Complainant first contends that Respondent’s attempt to sell the disputed domain name for € 274,567 demonstrates bad faith. Respondent, in email correspondence between Complainant and Respondent, attempted to sell the disputed domain to Complainant for a price of €274,567 which is claimed to be the amount of money it cost Respondent to prepare a product related to the domain name. See Compl., at Attached Ex. 4. Panels have determined that a respondent acted in bad faith through attempting to sell a domain for an amount in excess of out-of-pocket costs. See Matmut v. Tweed, D2000-1183 (WIPO Nov. 27, 2000) (finding bad faith under Policy ¶ 4(b)(i) where the respondent stated in communication with the complainant that it would be ready to sell the <matmut.com> domain name registration for $10,000).
The Panel, therefore, finds that Respondent’s bad faith is shown through attempting to sell the domain for €274,567.
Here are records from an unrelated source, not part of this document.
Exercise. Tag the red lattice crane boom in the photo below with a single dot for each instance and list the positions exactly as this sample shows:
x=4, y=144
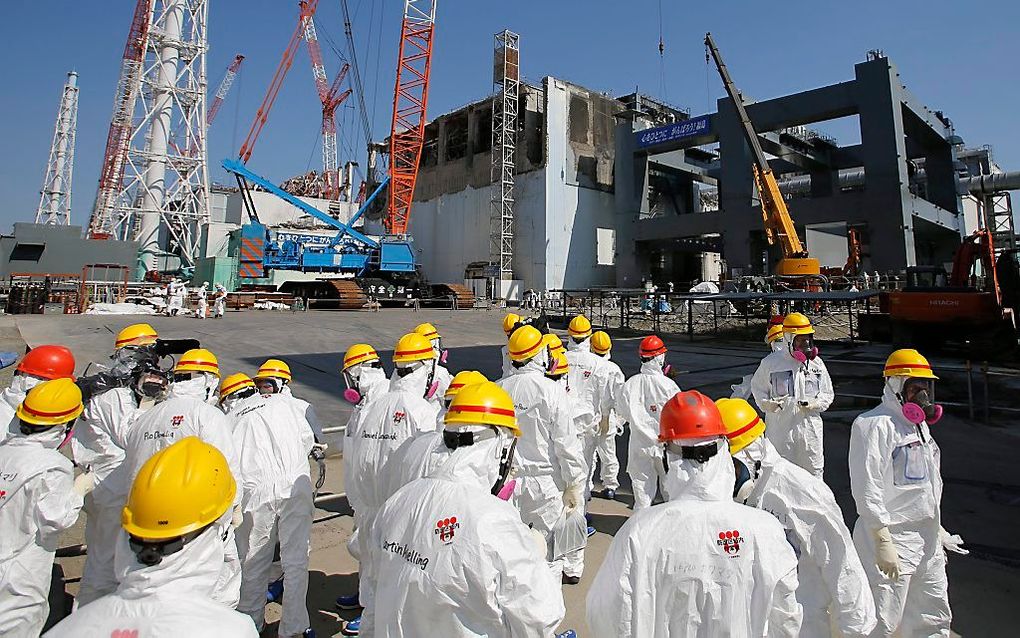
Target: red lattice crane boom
x=118, y=138
x=307, y=10
x=410, y=98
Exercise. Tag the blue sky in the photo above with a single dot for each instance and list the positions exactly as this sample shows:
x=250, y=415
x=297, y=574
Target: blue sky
x=955, y=56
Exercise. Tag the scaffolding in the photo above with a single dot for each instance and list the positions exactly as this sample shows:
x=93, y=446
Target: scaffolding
x=506, y=81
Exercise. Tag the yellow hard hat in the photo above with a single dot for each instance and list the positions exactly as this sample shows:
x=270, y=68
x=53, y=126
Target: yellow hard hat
x=509, y=322
x=797, y=324
x=427, y=331
x=51, y=403
x=743, y=424
x=562, y=365
x=136, y=335
x=524, y=343
x=908, y=362
x=359, y=353
x=198, y=360
x=579, y=327
x=235, y=383
x=482, y=403
x=554, y=343
x=274, y=369
x=601, y=343
x=181, y=489
x=413, y=347
x=464, y=378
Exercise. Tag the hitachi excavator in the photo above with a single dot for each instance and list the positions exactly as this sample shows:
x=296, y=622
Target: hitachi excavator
x=778, y=226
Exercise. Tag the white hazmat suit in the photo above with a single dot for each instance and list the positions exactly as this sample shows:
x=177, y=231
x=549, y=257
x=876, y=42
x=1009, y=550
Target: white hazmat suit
x=171, y=599
x=549, y=459
x=640, y=404
x=99, y=435
x=37, y=503
x=386, y=423
x=828, y=568
x=276, y=501
x=697, y=566
x=794, y=395
x=454, y=560
x=187, y=412
x=896, y=479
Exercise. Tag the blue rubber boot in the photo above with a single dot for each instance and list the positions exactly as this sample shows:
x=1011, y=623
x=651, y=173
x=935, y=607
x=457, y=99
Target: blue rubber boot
x=351, y=628
x=346, y=603
x=275, y=591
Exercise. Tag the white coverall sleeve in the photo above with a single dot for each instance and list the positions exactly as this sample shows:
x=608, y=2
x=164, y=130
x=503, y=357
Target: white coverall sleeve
x=786, y=615
x=825, y=393
x=825, y=539
x=566, y=442
x=530, y=600
x=57, y=505
x=869, y=451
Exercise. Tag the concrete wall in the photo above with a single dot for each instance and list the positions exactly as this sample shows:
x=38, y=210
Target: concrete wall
x=40, y=249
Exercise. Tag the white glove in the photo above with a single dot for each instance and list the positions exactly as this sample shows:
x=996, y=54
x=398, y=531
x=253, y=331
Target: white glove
x=952, y=542
x=85, y=483
x=540, y=544
x=886, y=559
x=573, y=496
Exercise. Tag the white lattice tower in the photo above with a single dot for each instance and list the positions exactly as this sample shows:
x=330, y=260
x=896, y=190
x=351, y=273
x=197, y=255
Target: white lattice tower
x=158, y=193
x=506, y=81
x=54, y=198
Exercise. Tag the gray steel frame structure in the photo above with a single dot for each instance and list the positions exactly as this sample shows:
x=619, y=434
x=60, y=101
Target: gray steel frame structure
x=506, y=80
x=904, y=224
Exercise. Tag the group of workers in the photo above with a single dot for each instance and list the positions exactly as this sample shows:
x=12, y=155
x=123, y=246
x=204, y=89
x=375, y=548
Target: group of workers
x=176, y=291
x=469, y=496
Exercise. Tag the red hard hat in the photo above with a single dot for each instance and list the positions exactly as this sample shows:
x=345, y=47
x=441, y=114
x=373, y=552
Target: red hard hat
x=651, y=346
x=48, y=362
x=690, y=414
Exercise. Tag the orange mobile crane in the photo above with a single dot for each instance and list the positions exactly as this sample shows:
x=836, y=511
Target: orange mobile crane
x=778, y=226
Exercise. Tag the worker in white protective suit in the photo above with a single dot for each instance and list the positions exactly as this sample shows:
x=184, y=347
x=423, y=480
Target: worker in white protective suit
x=511, y=322
x=896, y=479
x=203, y=300
x=773, y=339
x=589, y=377
x=572, y=559
x=40, y=498
x=40, y=363
x=386, y=423
x=98, y=442
x=169, y=556
x=793, y=388
x=829, y=571
x=611, y=425
x=442, y=376
x=219, y=301
x=189, y=410
x=640, y=404
x=453, y=559
x=699, y=565
x=551, y=468
x=276, y=499
x=273, y=377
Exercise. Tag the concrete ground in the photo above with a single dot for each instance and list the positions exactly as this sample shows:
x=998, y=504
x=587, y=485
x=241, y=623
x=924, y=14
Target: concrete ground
x=981, y=499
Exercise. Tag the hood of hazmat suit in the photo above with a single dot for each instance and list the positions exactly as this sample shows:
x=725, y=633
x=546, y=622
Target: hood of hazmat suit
x=164, y=600
x=455, y=560
x=697, y=566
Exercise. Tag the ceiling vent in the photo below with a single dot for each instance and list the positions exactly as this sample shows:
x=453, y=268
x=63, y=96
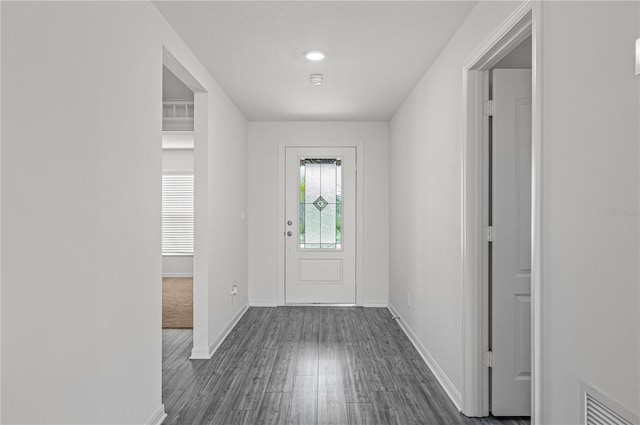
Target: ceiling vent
x=598, y=409
x=177, y=115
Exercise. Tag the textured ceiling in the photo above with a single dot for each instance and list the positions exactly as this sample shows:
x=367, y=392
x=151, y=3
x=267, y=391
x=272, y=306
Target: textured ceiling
x=377, y=51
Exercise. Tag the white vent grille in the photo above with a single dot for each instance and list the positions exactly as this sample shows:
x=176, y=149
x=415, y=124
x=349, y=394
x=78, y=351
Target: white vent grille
x=599, y=409
x=599, y=414
x=177, y=115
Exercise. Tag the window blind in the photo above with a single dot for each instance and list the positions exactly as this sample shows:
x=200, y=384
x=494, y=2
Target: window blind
x=177, y=214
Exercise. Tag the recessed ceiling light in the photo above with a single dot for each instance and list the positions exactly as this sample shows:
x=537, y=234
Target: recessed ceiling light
x=315, y=55
x=316, y=79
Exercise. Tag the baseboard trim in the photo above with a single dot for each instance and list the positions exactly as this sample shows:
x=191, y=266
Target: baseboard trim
x=158, y=417
x=376, y=304
x=201, y=353
x=443, y=379
x=263, y=304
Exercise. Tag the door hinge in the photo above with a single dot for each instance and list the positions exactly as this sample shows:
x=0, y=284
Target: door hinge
x=489, y=107
x=488, y=359
x=489, y=234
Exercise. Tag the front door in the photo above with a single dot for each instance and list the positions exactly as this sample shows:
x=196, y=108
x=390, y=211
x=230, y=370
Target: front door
x=511, y=246
x=320, y=227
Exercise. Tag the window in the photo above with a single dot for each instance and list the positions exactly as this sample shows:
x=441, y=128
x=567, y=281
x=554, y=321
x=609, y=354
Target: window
x=177, y=214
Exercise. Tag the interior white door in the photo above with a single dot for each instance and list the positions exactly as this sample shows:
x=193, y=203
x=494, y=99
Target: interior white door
x=511, y=247
x=320, y=227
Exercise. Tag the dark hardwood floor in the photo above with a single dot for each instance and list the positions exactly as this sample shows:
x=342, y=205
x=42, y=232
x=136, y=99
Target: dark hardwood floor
x=307, y=366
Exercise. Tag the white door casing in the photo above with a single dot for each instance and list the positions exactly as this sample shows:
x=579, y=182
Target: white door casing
x=511, y=246
x=320, y=243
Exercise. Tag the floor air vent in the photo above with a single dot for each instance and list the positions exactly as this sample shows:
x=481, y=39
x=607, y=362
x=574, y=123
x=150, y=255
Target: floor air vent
x=599, y=409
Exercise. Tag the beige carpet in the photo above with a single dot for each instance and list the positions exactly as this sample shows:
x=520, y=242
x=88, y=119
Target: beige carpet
x=177, y=303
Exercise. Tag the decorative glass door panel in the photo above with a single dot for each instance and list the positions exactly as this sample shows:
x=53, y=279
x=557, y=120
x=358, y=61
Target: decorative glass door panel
x=319, y=225
x=320, y=203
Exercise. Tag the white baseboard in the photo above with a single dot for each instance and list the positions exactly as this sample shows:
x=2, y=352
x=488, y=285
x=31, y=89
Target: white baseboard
x=201, y=353
x=443, y=379
x=263, y=303
x=376, y=304
x=158, y=417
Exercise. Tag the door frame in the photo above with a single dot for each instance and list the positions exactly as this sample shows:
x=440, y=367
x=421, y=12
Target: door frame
x=201, y=209
x=524, y=21
x=322, y=143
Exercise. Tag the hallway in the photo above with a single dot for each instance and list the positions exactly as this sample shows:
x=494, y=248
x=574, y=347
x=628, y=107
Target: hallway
x=303, y=366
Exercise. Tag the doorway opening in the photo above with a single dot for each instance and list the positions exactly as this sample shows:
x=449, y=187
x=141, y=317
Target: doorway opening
x=177, y=203
x=320, y=258
x=501, y=221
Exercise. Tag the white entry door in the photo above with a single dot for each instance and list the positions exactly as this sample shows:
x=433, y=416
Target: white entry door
x=320, y=227
x=511, y=247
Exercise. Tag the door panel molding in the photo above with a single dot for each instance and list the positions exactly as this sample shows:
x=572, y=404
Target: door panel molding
x=360, y=166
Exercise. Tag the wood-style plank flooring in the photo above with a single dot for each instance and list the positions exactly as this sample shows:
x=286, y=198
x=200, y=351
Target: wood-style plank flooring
x=307, y=366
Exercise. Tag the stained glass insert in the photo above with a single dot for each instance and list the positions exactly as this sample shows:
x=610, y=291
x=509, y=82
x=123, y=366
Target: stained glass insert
x=321, y=203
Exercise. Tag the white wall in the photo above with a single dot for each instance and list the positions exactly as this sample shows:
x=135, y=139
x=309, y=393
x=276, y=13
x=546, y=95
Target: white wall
x=175, y=161
x=81, y=160
x=425, y=215
x=591, y=232
x=590, y=216
x=264, y=138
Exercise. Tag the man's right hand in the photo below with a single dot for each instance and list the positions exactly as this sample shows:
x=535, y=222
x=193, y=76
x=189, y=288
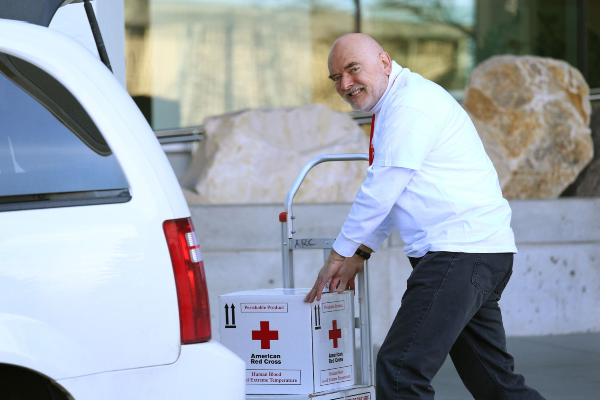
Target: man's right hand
x=341, y=270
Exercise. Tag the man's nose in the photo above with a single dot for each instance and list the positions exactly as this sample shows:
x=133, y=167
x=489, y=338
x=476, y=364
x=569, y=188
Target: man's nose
x=346, y=82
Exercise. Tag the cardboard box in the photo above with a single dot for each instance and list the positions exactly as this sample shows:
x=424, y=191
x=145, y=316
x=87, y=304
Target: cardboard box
x=289, y=346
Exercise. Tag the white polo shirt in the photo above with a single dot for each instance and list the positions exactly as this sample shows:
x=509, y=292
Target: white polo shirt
x=431, y=178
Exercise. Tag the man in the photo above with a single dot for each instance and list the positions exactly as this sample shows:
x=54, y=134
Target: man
x=431, y=178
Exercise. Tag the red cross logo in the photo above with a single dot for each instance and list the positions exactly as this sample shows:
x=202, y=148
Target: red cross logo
x=265, y=335
x=335, y=334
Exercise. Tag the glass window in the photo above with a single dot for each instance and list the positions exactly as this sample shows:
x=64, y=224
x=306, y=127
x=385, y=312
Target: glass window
x=51, y=152
x=189, y=59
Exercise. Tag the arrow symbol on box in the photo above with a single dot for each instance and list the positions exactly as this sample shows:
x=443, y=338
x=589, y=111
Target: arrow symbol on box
x=227, y=316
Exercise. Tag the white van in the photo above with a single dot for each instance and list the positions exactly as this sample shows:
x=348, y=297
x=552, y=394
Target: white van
x=102, y=287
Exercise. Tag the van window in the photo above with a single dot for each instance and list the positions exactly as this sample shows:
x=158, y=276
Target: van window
x=51, y=152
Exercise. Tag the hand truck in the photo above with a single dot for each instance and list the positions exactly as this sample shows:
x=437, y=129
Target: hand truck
x=364, y=388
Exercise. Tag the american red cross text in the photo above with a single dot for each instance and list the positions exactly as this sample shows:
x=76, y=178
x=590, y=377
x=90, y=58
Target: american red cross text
x=265, y=335
x=335, y=334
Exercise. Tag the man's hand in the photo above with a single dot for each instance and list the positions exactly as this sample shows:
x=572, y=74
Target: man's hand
x=340, y=270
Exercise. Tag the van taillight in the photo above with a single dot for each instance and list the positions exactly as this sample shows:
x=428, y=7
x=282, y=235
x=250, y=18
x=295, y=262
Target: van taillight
x=190, y=281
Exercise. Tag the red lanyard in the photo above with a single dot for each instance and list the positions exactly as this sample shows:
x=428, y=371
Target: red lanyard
x=371, y=148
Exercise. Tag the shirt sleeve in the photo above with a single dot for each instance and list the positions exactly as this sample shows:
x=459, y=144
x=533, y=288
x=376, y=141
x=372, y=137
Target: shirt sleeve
x=381, y=233
x=374, y=201
x=405, y=137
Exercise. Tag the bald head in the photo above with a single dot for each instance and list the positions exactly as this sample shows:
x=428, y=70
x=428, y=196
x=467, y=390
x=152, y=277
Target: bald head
x=358, y=43
x=360, y=69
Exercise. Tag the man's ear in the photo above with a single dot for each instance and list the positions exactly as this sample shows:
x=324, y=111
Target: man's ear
x=386, y=63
Complainant next asserts that Respondent’s bad faith is evident from Respondent failing to resolve the disputed domain to an active website. Respondent’s domain, as resolved for Complainant on November 23, 2015 displays the message “Network Error (dns_server_failure) Your request could not be processed because an error occurred contacting the DNS server. The DNS server may be temporarily unavailable, or there could be a network problem.” See Compl., at Attached Ex. 3. Panels have found bad faith where a confusingly similar domain does not resolve to an active website. See DCI S.A. v. Link Commercial Corp., D2000-1232 (WIPO Dec. 7, 2000) (concluding that the respondent’s [failure to make an active use] of the domain name satisfies the requirement of ¶ 4(a)(iii) of the Policy).
For this reason as well, the Panel concludes that Respondent has demonstrated bad faith under Policy ¶ 4(a)(iii).
Lastly, Complainant claims that in light of the fame, notoriety, and longstanding use of Complainant's STATE FARM and STATE FARM INSURANCE marks, it is inconceivable that Respondent could have registered the <statefarminsurance.website> domain name without actual and/or constructive knowledge of Complainant's rights in the mark. The Panel disregards any arguments of bad faith based on constructive notice as irrelevant; however, because UDRP precedent declines to find bad faith as a result of constructive knowledge. See The Way Int'l, Inc. v. Diamond Peters, D2003-0264 (WIPO May 29, 2003) ("As to constructive knowledge, the Panel takes the view that there is no place for such a concept under the Policy."). The Panel agrees with Complainant, however, that Respondent had actual knowledge of Complainant's rights in the mark prior to registering the disputed domain name based on the fame and longstanding use of Complainant’s marks.
Therefore, the Panel finds that the Respondent engaged in bad faith use and registration of the disputed domain name.
Having established all three elements required under the ICANN Policy, the Panel concludes that relief shall be.
Accordingly, it is Ordered that the <statefarminsurance.website> domain name be transferred from the Respondent to the Complainant.